The next block begins with the Commercial Bank’s parking lot. Earlier a movie theater, owned by Mrs. B. V. McDougald, once stood there. I believe it too was named the Drew Theater. Sadly it burned on July 3, 1953. There was another theater, The Star Theatre, somewhere in the area too. I may have the names confused.
A two-story house still sits west of the parking lot/movie theater area. It was also built by a Mrs. McDougald and used for apartments and her residence for many years. Behind the house and running north is a long two- story apartment building also built by Mrs. McDougald.
The corner building on the next block originally served as the Employment Security Division offices. For a time a group with Lutheran backgrounds held services there, but were unable to sustain a church. Bud Bulloch’s business interests were the next occupants. The building most recently serves as law offices.
Now we come to the area that dips downward into a small valley or gully. A Derby service station once stood in this area. This area later housed a “little brown house” building that served as a chicken “shack”, a gift shop and my first remembrances of Piggy Sue’s Restaurant. Later, it was removed and replaced with a mini strip mall building that runs north and south along the property and houses several businesses.
Across the parking lot now stands a government office building. A dairy once occupied the area. Later, a huge Western Auto store owned by my friend Charles Jackson was located there. It was a grand store selling a wide variety of home and auto products, tools, appliances and accessories. In back of the Western Auto building, Clyde Rogers once had a mechanic shop. I still remember the big sale held there before the business closed and have retained many of the quality bargains I bought there!
On the lot where the old Gulf station still sits, there once stood a clapboard home that was the residence of the Methodist district superintendent.
I really meant to end our tour at Hyatt Street until I thought about the corner lot now held by E-Z Mart, and couldn’t resist mentioning personal fond memories of a business that formerly held that spot.
In the 1950-60s there was a restaurant there called Bee-Dee’s. I think about Bee-Dee’s every time I hear the Arby’s (I think) commercial that claims they brought the public “curly fries”. Curly fries could be found in Monticello long before Arby’s. Incidentally, “Bee Dee’s” stood for “Bigger Dips” of ice cream. They served a plethora of fine foods there for years.
Nearly all of this area from the square to Hyatt – and beyond – housed residences in Monticello’s earlier days.

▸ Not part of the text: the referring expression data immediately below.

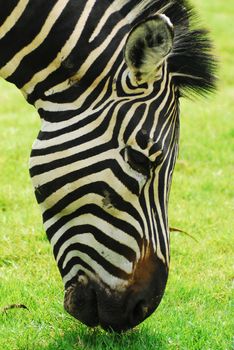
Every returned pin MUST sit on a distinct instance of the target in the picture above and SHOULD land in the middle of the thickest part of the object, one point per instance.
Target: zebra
(106, 78)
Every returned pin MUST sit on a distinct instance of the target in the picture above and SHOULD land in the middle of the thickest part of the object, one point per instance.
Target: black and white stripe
(103, 160)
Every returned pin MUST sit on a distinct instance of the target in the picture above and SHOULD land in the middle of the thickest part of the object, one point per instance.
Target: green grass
(196, 310)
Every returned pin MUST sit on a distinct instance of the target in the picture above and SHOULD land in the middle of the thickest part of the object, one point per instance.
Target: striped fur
(102, 163)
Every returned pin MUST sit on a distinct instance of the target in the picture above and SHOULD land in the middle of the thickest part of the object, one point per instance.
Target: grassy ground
(196, 310)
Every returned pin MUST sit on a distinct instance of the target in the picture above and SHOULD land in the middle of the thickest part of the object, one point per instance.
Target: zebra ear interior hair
(191, 60)
(147, 45)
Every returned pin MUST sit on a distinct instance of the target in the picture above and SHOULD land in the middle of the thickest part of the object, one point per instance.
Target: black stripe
(109, 242)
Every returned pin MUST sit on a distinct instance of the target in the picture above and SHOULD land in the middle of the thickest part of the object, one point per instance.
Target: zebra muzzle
(93, 304)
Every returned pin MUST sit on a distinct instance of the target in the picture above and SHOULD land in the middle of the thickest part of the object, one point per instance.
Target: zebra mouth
(80, 301)
(93, 304)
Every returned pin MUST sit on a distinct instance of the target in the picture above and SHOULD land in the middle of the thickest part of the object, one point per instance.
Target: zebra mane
(191, 60)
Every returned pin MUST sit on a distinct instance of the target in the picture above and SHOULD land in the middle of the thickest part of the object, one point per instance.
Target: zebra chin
(94, 304)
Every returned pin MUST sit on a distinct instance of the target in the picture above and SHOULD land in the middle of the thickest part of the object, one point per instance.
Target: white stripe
(64, 53)
(14, 63)
(13, 17)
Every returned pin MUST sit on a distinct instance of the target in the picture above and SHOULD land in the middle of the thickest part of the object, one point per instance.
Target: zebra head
(106, 78)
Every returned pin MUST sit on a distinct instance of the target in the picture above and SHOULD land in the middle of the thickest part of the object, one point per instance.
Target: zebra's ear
(147, 46)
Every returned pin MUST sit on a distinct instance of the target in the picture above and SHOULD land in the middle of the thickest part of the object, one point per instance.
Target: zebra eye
(138, 161)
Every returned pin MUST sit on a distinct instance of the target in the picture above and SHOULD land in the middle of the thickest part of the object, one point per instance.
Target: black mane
(191, 59)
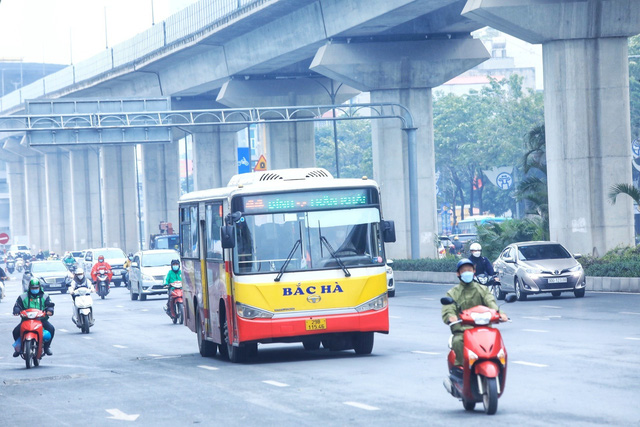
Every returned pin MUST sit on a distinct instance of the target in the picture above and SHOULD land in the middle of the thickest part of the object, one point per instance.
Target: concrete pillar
(59, 213)
(18, 198)
(403, 73)
(85, 198)
(119, 201)
(161, 186)
(289, 145)
(586, 110)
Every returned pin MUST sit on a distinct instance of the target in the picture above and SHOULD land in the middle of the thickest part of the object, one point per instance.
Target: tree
(354, 148)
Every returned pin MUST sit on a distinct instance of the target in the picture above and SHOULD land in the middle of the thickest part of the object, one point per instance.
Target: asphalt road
(571, 362)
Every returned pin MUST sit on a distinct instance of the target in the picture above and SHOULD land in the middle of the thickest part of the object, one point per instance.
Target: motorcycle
(83, 309)
(493, 284)
(102, 284)
(484, 367)
(32, 337)
(175, 304)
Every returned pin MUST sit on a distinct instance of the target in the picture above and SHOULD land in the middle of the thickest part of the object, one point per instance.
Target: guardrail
(202, 16)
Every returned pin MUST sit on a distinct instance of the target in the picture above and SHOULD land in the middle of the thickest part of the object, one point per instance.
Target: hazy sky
(48, 30)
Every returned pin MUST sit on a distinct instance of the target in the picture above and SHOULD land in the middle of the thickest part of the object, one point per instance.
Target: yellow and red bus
(290, 255)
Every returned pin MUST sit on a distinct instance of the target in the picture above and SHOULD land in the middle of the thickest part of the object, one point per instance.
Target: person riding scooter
(36, 298)
(466, 294)
(174, 275)
(101, 264)
(482, 264)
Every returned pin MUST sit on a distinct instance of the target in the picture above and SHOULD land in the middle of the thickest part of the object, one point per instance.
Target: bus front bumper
(274, 330)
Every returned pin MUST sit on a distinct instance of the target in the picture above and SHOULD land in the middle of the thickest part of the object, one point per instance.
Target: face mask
(467, 276)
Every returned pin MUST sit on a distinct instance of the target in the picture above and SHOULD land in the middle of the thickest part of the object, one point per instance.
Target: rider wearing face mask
(174, 275)
(466, 294)
(482, 264)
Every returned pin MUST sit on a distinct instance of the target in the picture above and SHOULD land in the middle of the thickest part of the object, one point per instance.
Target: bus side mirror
(388, 231)
(227, 237)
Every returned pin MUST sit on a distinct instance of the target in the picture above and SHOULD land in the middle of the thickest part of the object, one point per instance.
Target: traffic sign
(261, 165)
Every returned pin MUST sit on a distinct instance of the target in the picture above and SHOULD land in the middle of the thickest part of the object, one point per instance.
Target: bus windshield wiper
(284, 266)
(336, 257)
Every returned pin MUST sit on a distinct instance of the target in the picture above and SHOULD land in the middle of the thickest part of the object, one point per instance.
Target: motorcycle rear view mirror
(227, 239)
(446, 300)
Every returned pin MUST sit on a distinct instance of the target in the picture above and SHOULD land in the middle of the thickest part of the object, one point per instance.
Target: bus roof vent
(279, 174)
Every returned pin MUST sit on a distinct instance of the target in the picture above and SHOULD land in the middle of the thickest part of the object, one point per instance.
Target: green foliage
(354, 148)
(480, 131)
(619, 262)
(494, 237)
(447, 264)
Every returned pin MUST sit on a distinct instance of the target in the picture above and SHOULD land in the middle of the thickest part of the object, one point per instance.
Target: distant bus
(285, 256)
(469, 224)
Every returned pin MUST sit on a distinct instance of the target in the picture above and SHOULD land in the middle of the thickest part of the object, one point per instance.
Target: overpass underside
(318, 52)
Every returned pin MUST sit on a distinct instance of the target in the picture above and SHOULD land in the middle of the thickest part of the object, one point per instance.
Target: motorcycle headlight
(377, 303)
(248, 312)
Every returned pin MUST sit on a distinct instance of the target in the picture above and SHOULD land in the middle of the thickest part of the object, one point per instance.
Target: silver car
(528, 268)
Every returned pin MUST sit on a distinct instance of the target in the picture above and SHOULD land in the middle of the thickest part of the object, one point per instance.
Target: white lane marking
(117, 414)
(362, 406)
(536, 365)
(209, 368)
(275, 383)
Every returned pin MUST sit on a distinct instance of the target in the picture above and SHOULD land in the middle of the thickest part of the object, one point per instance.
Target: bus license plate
(316, 324)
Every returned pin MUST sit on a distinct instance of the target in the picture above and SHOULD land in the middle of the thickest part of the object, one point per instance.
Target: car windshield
(48, 267)
(110, 254)
(161, 259)
(264, 242)
(538, 252)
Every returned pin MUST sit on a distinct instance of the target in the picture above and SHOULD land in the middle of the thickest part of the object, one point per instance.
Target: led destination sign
(307, 201)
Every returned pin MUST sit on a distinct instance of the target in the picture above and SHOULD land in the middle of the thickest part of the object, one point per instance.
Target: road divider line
(207, 367)
(535, 365)
(362, 406)
(275, 383)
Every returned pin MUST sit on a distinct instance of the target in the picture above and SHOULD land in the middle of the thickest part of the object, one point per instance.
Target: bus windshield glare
(265, 241)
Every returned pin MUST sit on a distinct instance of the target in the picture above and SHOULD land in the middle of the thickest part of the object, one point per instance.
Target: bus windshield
(265, 241)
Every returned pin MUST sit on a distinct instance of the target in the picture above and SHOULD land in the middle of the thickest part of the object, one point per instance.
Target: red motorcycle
(484, 368)
(32, 336)
(175, 305)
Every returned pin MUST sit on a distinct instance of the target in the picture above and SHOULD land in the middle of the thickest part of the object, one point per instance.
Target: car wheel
(519, 290)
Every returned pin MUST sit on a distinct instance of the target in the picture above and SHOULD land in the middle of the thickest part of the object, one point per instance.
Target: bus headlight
(378, 303)
(248, 312)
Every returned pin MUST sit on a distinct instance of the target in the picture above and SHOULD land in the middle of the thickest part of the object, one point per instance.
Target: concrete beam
(541, 21)
(398, 65)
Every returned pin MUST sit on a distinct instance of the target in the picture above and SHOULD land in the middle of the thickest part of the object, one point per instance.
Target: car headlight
(248, 312)
(377, 303)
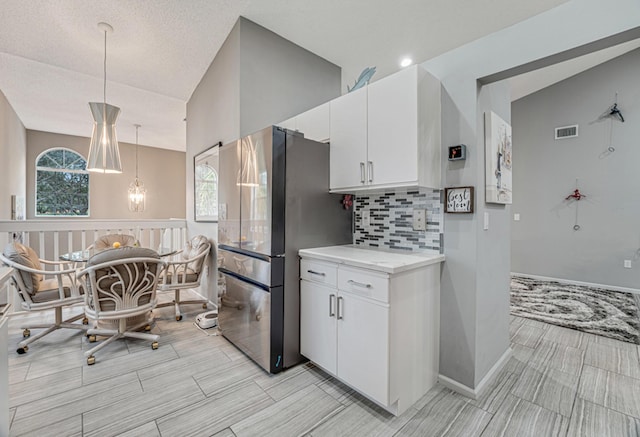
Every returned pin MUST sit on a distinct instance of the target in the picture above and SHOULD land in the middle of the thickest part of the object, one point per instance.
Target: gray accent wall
(279, 79)
(13, 150)
(161, 170)
(256, 79)
(545, 170)
(474, 299)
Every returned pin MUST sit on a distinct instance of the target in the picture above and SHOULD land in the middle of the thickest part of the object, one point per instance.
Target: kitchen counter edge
(382, 261)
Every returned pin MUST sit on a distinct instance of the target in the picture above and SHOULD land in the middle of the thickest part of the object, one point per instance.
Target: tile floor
(558, 382)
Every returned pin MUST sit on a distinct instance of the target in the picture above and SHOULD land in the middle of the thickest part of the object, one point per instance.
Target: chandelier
(137, 192)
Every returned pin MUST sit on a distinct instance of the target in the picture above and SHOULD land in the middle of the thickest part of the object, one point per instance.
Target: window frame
(60, 170)
(201, 158)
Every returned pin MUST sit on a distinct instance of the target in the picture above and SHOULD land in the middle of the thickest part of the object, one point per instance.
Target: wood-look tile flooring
(558, 382)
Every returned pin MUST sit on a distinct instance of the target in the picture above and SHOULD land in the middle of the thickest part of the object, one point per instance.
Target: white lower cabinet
(363, 345)
(318, 340)
(376, 332)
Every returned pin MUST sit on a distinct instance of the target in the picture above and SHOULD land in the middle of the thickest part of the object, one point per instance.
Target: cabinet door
(363, 345)
(392, 129)
(348, 147)
(318, 324)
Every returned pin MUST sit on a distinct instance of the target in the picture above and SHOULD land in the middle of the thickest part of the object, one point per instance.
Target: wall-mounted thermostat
(457, 153)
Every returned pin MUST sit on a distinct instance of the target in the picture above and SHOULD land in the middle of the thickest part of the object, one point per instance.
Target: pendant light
(104, 156)
(137, 192)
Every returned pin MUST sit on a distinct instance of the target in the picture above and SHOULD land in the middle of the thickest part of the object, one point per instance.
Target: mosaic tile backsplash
(391, 220)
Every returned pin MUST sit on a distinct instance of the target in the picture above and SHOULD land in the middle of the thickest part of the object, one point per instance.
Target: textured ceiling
(51, 51)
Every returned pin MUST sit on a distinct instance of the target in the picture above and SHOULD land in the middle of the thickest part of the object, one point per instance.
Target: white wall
(13, 150)
(544, 242)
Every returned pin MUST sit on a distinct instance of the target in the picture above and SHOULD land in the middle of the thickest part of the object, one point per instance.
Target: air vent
(566, 132)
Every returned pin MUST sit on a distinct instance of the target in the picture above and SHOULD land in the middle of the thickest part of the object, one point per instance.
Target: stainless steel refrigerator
(273, 200)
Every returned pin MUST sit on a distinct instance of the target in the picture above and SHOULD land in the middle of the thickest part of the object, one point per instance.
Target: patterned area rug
(595, 310)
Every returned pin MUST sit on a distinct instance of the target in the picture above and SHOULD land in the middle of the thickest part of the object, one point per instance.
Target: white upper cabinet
(399, 130)
(348, 147)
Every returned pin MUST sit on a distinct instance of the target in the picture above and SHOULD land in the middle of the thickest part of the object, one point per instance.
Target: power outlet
(419, 219)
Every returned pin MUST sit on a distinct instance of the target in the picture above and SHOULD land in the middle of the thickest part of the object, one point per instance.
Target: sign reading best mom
(458, 199)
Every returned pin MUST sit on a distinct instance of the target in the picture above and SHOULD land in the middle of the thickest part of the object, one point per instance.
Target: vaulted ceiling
(51, 51)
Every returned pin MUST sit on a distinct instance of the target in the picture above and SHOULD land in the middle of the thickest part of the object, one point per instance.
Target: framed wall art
(205, 196)
(498, 159)
(458, 199)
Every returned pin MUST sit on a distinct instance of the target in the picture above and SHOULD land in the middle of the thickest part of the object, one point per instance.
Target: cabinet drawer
(364, 283)
(317, 271)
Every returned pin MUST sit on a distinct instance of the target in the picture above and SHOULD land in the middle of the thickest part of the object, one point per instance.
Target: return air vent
(566, 132)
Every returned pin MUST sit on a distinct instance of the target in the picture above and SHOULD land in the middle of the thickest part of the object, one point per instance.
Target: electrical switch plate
(366, 218)
(419, 219)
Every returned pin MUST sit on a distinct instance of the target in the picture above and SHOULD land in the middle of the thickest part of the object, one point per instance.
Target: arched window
(62, 184)
(206, 192)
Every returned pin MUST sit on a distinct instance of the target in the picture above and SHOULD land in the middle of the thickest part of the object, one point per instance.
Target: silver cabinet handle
(332, 305)
(359, 284)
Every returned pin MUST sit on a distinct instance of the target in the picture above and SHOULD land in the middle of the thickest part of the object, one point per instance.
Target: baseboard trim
(585, 284)
(475, 393)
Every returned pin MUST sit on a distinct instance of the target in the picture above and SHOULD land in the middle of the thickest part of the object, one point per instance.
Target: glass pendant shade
(104, 155)
(137, 191)
(137, 196)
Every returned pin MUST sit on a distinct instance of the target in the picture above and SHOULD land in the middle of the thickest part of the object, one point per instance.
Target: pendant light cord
(137, 126)
(104, 89)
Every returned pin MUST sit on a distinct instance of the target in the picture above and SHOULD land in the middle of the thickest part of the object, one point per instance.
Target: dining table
(82, 256)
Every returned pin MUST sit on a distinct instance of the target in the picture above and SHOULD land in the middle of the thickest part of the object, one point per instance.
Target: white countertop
(374, 259)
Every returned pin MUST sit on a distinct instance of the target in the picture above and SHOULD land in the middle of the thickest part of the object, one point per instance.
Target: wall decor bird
(364, 79)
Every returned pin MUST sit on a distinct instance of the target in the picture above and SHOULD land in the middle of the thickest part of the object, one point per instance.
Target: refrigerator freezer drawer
(249, 317)
(266, 271)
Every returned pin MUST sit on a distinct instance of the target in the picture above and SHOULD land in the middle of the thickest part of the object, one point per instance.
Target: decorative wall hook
(615, 112)
(577, 195)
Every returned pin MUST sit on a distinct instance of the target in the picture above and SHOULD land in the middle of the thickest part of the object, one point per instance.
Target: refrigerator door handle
(332, 305)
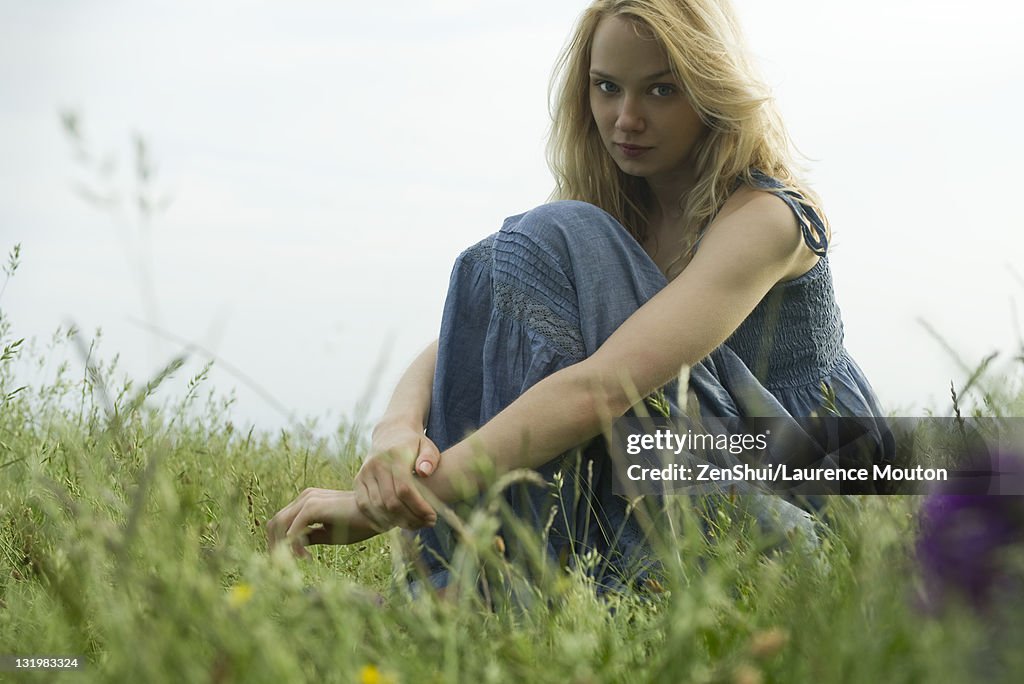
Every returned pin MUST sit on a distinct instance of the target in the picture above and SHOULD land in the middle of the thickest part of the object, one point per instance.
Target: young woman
(682, 238)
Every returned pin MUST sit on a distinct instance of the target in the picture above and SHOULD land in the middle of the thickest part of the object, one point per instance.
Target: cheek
(601, 116)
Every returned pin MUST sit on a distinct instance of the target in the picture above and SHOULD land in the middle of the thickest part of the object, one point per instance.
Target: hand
(385, 492)
(335, 512)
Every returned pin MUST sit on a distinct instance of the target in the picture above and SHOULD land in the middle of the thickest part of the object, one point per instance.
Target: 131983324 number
(14, 663)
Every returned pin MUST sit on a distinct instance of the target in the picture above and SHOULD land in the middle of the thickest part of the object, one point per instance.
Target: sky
(317, 166)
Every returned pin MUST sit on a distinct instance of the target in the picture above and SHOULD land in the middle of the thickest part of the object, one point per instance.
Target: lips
(632, 151)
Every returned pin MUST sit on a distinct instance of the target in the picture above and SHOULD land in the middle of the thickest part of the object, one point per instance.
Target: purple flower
(965, 539)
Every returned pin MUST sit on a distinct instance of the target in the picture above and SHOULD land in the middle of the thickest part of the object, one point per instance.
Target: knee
(566, 225)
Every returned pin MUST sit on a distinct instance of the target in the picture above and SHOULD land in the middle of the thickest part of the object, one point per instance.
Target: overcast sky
(327, 161)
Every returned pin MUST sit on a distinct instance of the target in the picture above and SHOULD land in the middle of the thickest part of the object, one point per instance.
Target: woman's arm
(383, 486)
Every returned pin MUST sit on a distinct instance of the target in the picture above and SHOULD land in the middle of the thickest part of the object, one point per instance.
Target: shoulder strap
(811, 225)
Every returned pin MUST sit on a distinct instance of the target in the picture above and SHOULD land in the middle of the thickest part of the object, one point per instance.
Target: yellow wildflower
(240, 594)
(370, 674)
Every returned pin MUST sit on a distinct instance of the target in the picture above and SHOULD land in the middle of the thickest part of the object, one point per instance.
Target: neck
(669, 195)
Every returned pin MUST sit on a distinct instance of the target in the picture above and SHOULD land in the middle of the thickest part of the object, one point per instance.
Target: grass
(131, 535)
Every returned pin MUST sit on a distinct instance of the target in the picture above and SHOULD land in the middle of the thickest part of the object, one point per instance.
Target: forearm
(410, 404)
(562, 411)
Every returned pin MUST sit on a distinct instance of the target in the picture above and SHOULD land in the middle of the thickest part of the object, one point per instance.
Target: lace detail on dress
(794, 336)
(516, 304)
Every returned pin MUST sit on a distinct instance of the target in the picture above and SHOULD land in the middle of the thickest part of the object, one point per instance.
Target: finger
(417, 511)
(325, 535)
(393, 507)
(428, 459)
(276, 527)
(299, 530)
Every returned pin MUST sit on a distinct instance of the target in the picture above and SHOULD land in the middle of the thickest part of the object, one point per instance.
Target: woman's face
(645, 121)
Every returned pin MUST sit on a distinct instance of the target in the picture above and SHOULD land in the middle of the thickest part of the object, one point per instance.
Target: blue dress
(544, 293)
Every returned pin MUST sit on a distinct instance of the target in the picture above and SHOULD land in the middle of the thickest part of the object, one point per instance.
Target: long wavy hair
(707, 54)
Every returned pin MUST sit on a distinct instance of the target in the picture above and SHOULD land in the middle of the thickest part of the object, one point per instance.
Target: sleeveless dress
(544, 293)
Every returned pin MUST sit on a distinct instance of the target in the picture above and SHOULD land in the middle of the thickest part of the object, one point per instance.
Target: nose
(630, 118)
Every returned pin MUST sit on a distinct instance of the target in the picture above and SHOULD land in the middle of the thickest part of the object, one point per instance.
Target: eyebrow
(602, 75)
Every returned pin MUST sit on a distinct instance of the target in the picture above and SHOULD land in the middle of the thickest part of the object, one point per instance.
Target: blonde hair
(707, 54)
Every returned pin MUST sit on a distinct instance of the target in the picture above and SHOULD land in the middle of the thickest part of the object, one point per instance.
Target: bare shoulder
(762, 220)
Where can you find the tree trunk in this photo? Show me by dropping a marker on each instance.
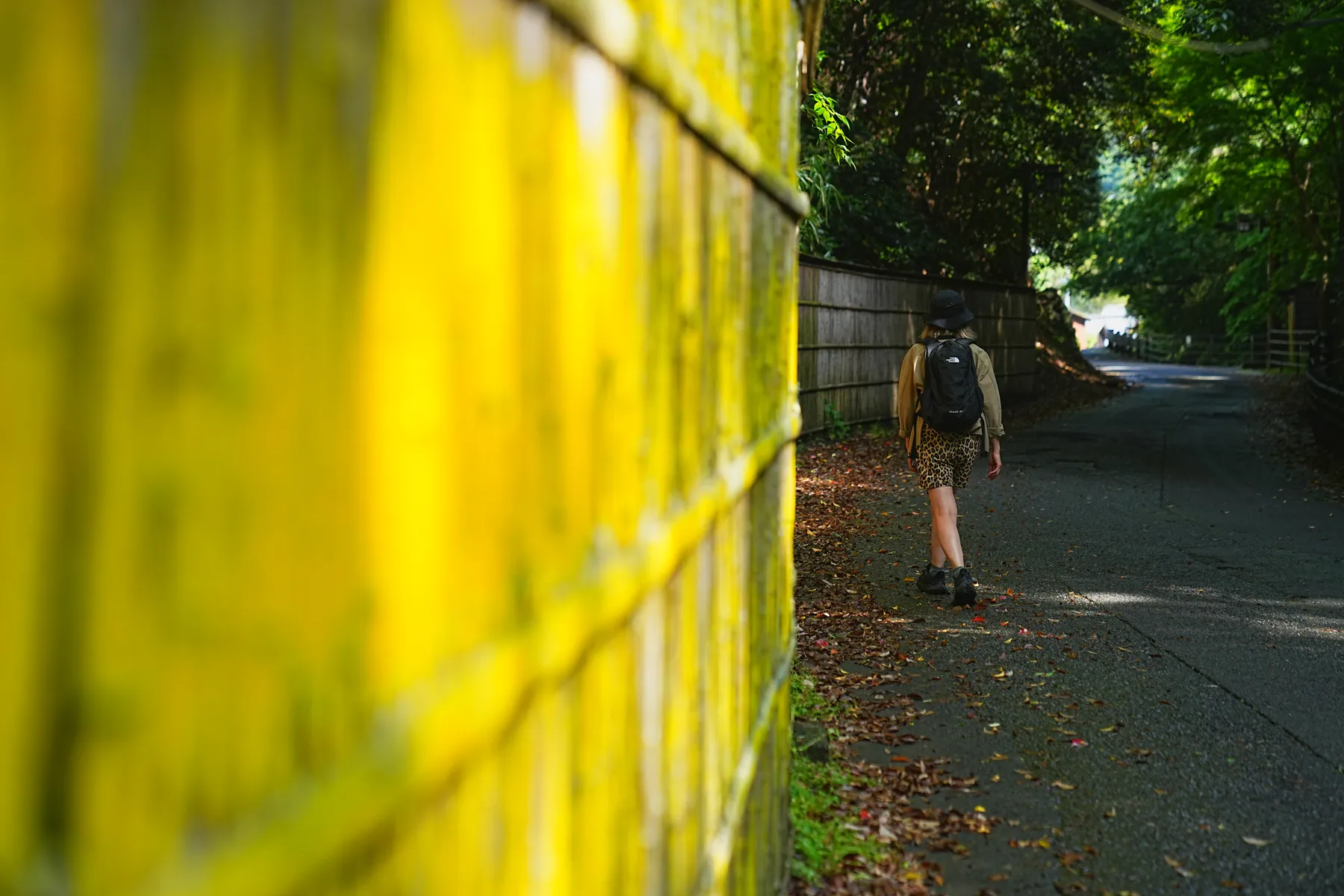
(812, 11)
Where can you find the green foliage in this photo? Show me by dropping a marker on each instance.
(1231, 203)
(821, 839)
(949, 104)
(838, 429)
(826, 149)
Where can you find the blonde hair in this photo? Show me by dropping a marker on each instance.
(937, 332)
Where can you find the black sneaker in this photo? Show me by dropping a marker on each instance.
(933, 579)
(964, 588)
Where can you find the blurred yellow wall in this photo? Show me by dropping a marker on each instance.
(396, 406)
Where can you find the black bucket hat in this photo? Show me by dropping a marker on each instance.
(948, 311)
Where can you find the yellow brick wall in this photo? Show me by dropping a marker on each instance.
(396, 406)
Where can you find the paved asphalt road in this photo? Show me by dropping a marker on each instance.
(1186, 617)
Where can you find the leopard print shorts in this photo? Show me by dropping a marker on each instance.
(945, 458)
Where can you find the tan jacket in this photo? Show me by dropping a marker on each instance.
(910, 383)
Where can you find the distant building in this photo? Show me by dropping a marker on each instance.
(1112, 317)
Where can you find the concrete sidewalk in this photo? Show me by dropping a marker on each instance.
(1172, 718)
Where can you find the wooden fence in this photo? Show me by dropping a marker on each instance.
(856, 323)
(398, 405)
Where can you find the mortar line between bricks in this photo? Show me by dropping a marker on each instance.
(1221, 685)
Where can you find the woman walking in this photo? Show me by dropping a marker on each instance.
(949, 408)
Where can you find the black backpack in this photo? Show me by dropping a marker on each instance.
(952, 401)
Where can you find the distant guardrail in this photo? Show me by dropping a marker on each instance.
(1288, 349)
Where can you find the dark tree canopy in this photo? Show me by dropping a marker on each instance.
(1236, 208)
(1234, 163)
(948, 102)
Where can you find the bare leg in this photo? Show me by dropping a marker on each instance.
(937, 556)
(945, 541)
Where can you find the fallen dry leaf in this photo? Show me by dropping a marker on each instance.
(1177, 867)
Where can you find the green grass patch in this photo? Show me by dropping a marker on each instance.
(821, 841)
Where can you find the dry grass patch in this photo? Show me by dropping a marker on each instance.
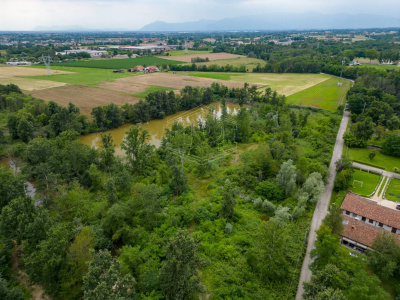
(211, 56)
(175, 81)
(123, 86)
(84, 97)
(28, 84)
(7, 72)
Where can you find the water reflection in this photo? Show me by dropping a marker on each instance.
(156, 128)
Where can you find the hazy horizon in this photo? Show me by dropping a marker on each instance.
(27, 15)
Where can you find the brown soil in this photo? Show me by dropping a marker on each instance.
(211, 56)
(7, 72)
(36, 290)
(122, 86)
(175, 81)
(84, 97)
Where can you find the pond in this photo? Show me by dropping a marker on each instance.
(156, 128)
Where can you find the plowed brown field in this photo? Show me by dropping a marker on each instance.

As time marched on many residences changed hands and were moved, or torn down, so that businesses could spread out from the square.
Upon the completion of Arkansas 81 (now U.S. 425) the spread of businesses from the square went more frequently in an east-west direction, leaving many downtown businesses “in the cold”. Many became office space; many were and are today being replaced by other businesses. We savor and dread some of these changes, but we can attribute it all to “growing pains” and progress.
U.S 425 is now generally considered a driving nightmare at certain times of the day and yet new questions arise. “Where will Monticello’s next spread go? When will it begin? What will happen to the businesses left behind?” No one truly knows but one day it will all be a part of Monticello and Drew County’s history.